My measured collection soon cracked and crumbled into a full blown anxiety attack in front of my manager, complete with depersonalization and total loss of sight. I felt my being fall out of my body and my vision turn black. I blindly fumbled for my inhaler and took a dose. And another. And another. I was a breathless pile of tears and saliva and mucus. I was ashamed of the sounds coming out of me but I had no control over them. “How did this happen?” I asked myself. “How did the girl who only had two days off throughout her whole time in primary school become the person fired for being unreliable?” This really put things into perspective, making me realize just how serious my health issues had become. This, to me, was total loss of control. I didn’t say anything after that. The girl who always had something to say suddenly became speechless.
I felt cheated, I felt wronged, and I felt as though life was unfair, but I didn’t appeal my dismissal. This is why.

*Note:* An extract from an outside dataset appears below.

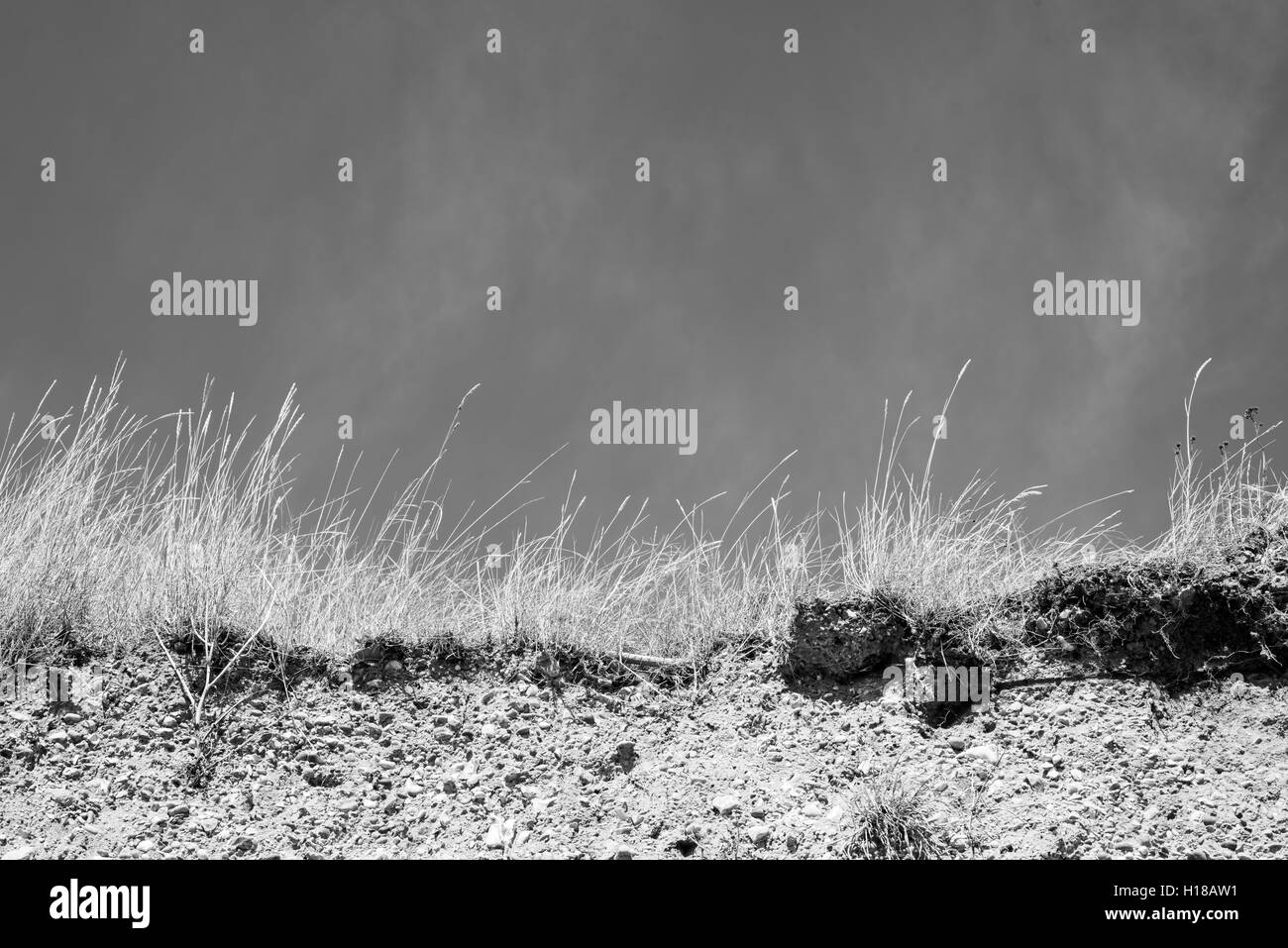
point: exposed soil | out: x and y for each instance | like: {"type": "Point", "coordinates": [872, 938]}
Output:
{"type": "Point", "coordinates": [1133, 712]}
{"type": "Point", "coordinates": [477, 759]}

Staying at my job was punishing myself with something I thought was my duty. I thought it was my duty to work through my sickness and pain. I thought it was my duty to say “Yep, I’m fine!” with a half smile when people asked how I was. I thought it was my duty to stay at my job and downplay just how ill I was. I stayed at my job for over a month longer than I should have, working through pain I should not have been working through, only taking days off when it was physically impossible to go in. I pushed myself to an unjustifiable limit until I couldn’t come in for a month straight. I pushed myself until the thought of working made me sick. I pushed myself until a five-minute walk from my house to the local shops was too much. I put off looking after myself for so long that I was unable to look after myself. The stress of my dismissal alone struck my body with severe fatigue and pain, leaving me unable to walk and, for the rest of the day, eat. That in itself tells you enough.
My management did me a favor. They didn’t mean to do that when they did, but they did. They did what I should have done for myself a month earlier. I should have put my health first but I didn’t, and I’m grateful they forced me to. Maybe I’ll get a handle on my condition and will be able to manage it – I hope, pray, and believe I will – but as it stands, I’m not in a place to keep up such level of work. If losing my job was the shock I needed to realize I was neglecting my health, then perhaps it was a good thing.
I always say I turn negative experiences into positive action. Though this isn’t the life I pictured for myself at 19, I spend every day preparing myself for what may happen next, and turning negative experiences into positive actions, as difficult as it can be. Positivity is productive but denial is not.